Lieber opa ich habe deine text häufig durchgelesen und nicht sofort verstande aber ich glaube das soll zeigen das gott bei uns ist egal was wir machen,egal wo wir sind und egal wer wir sind.Er ist immer für uns da.Und nach der auferstehung ist er zu gott gegeangen wo er auch immer bleibt.Ich muss auch garnicht wissen wie er aussieht ich weiss ja das es ihn gibt und der glaube ist das wichtigste.  
tg
09.04.2012
10:57 Uhr
     
Sie meint, es sei der Gärtner...gut für Ostern!

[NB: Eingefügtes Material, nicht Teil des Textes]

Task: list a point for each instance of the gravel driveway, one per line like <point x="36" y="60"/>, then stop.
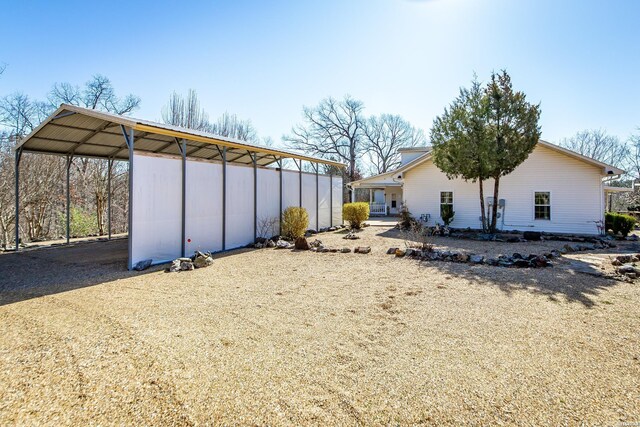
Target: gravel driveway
<point x="280" y="337"/>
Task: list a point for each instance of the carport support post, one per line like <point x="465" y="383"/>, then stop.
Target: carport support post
<point x="300" y="180"/>
<point x="17" y="218"/>
<point x="183" y="151"/>
<point x="330" y="199"/>
<point x="109" y="166"/>
<point x="317" y="198"/>
<point x="254" y="159"/>
<point x="224" y="196"/>
<point x="280" y="216"/>
<point x="129" y="138"/>
<point x="69" y="160"/>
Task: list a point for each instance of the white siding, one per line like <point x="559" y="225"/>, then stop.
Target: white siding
<point x="575" y="186"/>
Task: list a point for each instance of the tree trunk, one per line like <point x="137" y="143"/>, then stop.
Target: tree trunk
<point x="494" y="211"/>
<point x="482" y="209"/>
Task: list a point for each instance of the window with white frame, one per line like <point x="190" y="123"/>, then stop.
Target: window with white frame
<point x="446" y="202"/>
<point x="542" y="205"/>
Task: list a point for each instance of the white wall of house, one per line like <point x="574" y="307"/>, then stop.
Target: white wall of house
<point x="575" y="187"/>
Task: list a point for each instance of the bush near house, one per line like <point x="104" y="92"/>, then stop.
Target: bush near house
<point x="295" y="222"/>
<point x="619" y="223"/>
<point x="355" y="213"/>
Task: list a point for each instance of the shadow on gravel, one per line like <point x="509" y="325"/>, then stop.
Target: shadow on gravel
<point x="571" y="280"/>
<point x="50" y="270"/>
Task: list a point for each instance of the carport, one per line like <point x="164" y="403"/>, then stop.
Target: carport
<point x="188" y="190"/>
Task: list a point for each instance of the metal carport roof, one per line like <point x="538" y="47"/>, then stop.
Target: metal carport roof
<point x="76" y="131"/>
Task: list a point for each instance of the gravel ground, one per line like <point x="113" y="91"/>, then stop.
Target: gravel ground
<point x="289" y="338"/>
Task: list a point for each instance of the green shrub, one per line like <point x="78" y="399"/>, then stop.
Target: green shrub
<point x="447" y="214"/>
<point x="295" y="222"/>
<point x="619" y="223"/>
<point x="355" y="213"/>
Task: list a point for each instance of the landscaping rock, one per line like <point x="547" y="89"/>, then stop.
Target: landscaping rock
<point x="628" y="268"/>
<point x="476" y="259"/>
<point x="316" y="244"/>
<point x="302" y="244"/>
<point x="186" y="265"/>
<point x="624" y="258"/>
<point x="283" y="244"/>
<point x="202" y="260"/>
<point x="362" y="250"/>
<point x="142" y="265"/>
<point x="175" y="266"/>
<point x="532" y="236"/>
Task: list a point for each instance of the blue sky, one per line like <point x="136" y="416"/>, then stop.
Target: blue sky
<point x="264" y="60"/>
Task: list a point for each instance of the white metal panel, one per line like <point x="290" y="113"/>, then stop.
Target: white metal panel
<point x="337" y="200"/>
<point x="575" y="186"/>
<point x="157" y="209"/>
<point x="239" y="216"/>
<point x="268" y="202"/>
<point x="290" y="189"/>
<point x="203" y="228"/>
<point x="324" y="195"/>
<point x="309" y="197"/>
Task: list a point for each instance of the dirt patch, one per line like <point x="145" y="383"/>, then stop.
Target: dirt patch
<point x="290" y="337"/>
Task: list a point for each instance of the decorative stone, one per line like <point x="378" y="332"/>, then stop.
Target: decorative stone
<point x="476" y="259"/>
<point x="532" y="235"/>
<point x="283" y="244"/>
<point x="143" y="265"/>
<point x="302" y="244"/>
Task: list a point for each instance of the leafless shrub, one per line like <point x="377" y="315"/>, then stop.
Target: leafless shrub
<point x="267" y="226"/>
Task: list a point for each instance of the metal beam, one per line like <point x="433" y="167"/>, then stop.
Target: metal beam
<point x="17" y="217"/>
<point x="255" y="195"/>
<point x="69" y="161"/>
<point x="224" y="197"/>
<point x="110" y="166"/>
<point x="317" y="198"/>
<point x="330" y="199"/>
<point x="280" y="216"/>
<point x="183" y="150"/>
<point x="129" y="140"/>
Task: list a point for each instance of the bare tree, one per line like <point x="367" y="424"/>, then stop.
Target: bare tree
<point x="384" y="135"/>
<point x="332" y="129"/>
<point x="186" y="112"/>
<point x="597" y="144"/>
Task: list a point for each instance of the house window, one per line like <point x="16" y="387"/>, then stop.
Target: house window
<point x="446" y="202"/>
<point x="542" y="205"/>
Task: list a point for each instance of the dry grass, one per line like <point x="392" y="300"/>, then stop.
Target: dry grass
<point x="290" y="338"/>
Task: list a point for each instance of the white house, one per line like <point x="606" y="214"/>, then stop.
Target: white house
<point x="554" y="190"/>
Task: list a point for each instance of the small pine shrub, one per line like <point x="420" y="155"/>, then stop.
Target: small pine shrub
<point x="295" y="222"/>
<point x="355" y="213"/>
<point x="619" y="223"/>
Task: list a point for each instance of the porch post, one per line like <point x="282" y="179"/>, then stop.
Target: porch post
<point x="224" y="197"/>
<point x="69" y="160"/>
<point x="129" y="139"/>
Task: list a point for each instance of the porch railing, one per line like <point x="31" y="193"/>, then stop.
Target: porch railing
<point x="377" y="209"/>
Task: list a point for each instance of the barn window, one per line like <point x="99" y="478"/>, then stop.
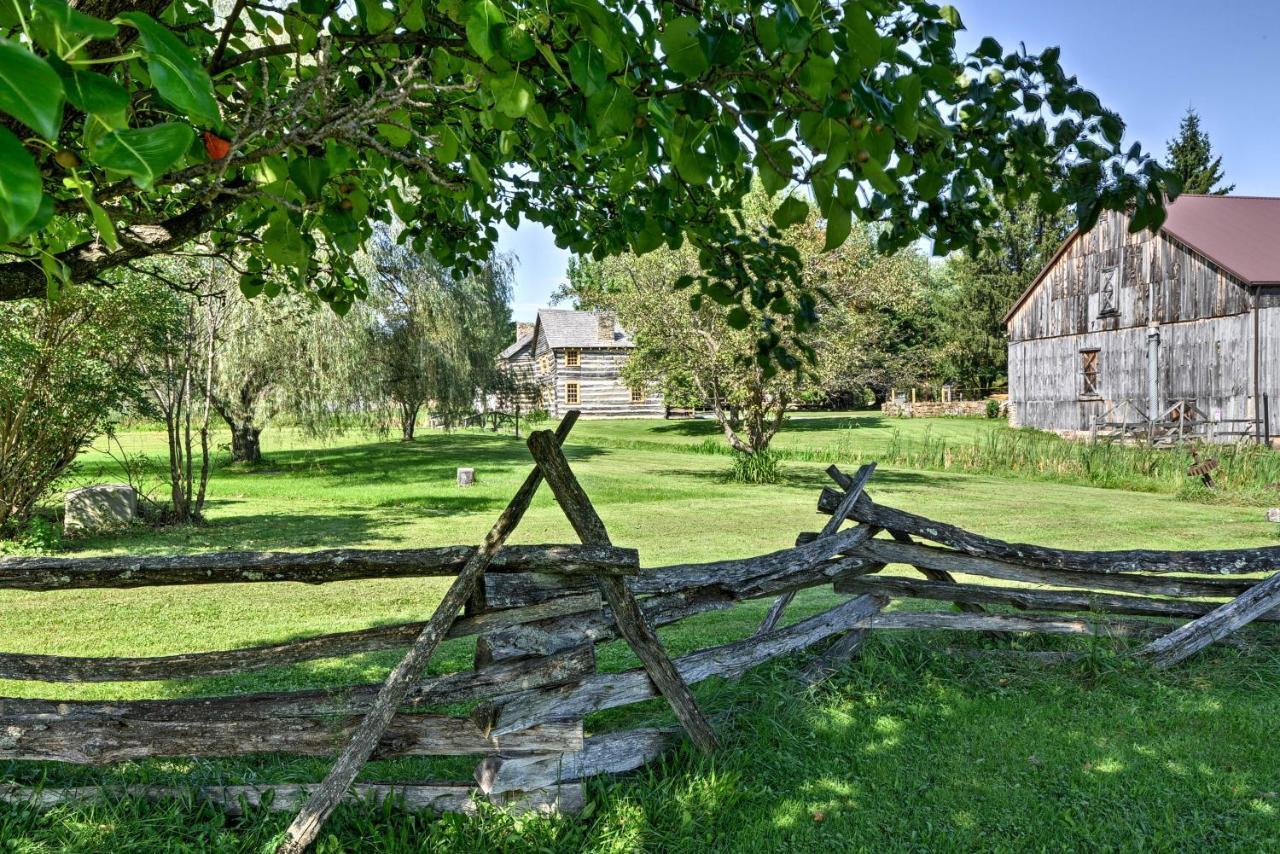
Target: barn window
<point x="1089" y="373"/>
<point x="1109" y="291"/>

Maria weinte am Grab, dann ging sie hinein. Da sieht sie zwei Engel in weiß, die sprachen zu ihr: Frau, was weinst du? Sie spricht zu ihnen: Sie haben meinen Herrn weggenommen, und ich weiß nicht, wo sie ihn hingetan haben.
Als sie das sagte, wandte sie sich um und sieht Jesus stehen und weiß nicht, dass es Jesus ist. Spricht Jesus zu ihr: Frau, was weinst du? Wen suchst du? Sie meint, es sei der Gärtner, und spricht zu ihm: Herr, hast du ihn weggetragen, so sage mir, wo du ihn hingelegt hast. Spricht Jesus zu ihr: Maria! Da wandte sie sich um und spricht zu ihm: Rabbuni!, das heißt: Mein lieber Meister!
Spricht Jesus zu ihr: Halt mich nicht fest! Denn ich muss und will auffahren zum Vater. Du aber geh hin zu den Brüdern und sage ihnen: Ich fahre auf zu meinem Vater und zu eurem Vater, zu meinem Gott und eurem Gott.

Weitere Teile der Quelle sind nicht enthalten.